The index provider made the move after Russia introduced capital controls and banned foreigners from selling securities locally, effectively shutting the exit for investors. According to one estimate, the change could cause an exodus of up to $32 billion in active and passive funds once they’re able to trade the stocks again. The problem is it’s unclear who would be on the other side of the trades, given the sanctions against Russia.

While Russia has kept its local stock market closed since Monday, foreign-listed shares in Russian companies plunged this week. In an effort to support its market, the country announced Tuesday that it will deploy up to $10 billion from its sovereign wealth fund to buy up local equities.

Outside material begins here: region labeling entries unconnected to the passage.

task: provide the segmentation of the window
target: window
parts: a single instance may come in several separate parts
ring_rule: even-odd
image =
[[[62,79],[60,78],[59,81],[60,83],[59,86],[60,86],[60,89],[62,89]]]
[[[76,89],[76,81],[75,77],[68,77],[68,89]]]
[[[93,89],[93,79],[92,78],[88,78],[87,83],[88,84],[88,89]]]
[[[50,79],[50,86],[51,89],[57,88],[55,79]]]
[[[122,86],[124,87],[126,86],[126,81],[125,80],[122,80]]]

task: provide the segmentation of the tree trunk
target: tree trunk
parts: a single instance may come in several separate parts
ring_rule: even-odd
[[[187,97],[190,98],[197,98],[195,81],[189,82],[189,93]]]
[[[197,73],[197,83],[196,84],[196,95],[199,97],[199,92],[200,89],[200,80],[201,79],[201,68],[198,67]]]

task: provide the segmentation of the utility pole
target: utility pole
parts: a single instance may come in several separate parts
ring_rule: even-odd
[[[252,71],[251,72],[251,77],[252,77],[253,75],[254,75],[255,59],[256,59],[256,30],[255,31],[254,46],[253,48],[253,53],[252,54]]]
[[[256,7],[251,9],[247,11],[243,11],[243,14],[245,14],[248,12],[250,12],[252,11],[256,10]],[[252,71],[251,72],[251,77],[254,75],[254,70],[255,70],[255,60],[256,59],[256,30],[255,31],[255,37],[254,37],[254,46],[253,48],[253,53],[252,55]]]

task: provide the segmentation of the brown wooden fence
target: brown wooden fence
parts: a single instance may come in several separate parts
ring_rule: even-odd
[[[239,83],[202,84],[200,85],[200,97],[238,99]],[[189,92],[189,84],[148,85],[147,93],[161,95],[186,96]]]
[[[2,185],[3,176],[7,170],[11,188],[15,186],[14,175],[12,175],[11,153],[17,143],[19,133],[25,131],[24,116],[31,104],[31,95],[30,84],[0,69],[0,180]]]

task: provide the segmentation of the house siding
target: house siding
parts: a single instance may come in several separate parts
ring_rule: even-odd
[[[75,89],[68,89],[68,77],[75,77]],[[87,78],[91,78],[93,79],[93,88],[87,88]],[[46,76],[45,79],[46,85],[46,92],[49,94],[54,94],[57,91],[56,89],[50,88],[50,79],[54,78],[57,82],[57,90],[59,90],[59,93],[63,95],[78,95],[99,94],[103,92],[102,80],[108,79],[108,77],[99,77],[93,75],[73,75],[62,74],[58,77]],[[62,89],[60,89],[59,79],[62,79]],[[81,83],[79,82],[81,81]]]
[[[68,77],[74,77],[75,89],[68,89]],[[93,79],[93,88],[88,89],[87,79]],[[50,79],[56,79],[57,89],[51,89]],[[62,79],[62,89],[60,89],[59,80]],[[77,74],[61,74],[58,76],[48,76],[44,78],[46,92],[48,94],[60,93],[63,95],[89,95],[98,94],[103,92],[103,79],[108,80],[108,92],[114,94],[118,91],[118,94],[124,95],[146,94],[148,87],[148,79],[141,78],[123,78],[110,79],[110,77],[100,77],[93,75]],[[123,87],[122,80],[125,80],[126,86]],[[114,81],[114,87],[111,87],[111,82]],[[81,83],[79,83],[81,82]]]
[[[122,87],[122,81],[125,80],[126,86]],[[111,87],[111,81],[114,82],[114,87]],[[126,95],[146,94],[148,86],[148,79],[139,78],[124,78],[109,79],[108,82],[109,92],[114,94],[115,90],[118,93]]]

Russia is now what MSCI calls a “Standalone Market.” MSCI Standalone Market Indexes are not included in the MSCI Emerging Markets Index or the MSCI Frontier Markets Index, which means that they miss out on billions of investment dollars that come through passive funds tracking those indexes. Countries currently in the Standalone category include Panama, Lebanon, Palestine, Botswana and Zimbabwe.

Downgrades to Standalone status are rare. The last time MSCI made such a reclassification was for Argentinian equities in 2021, when it cited the severity of capital controls in the country.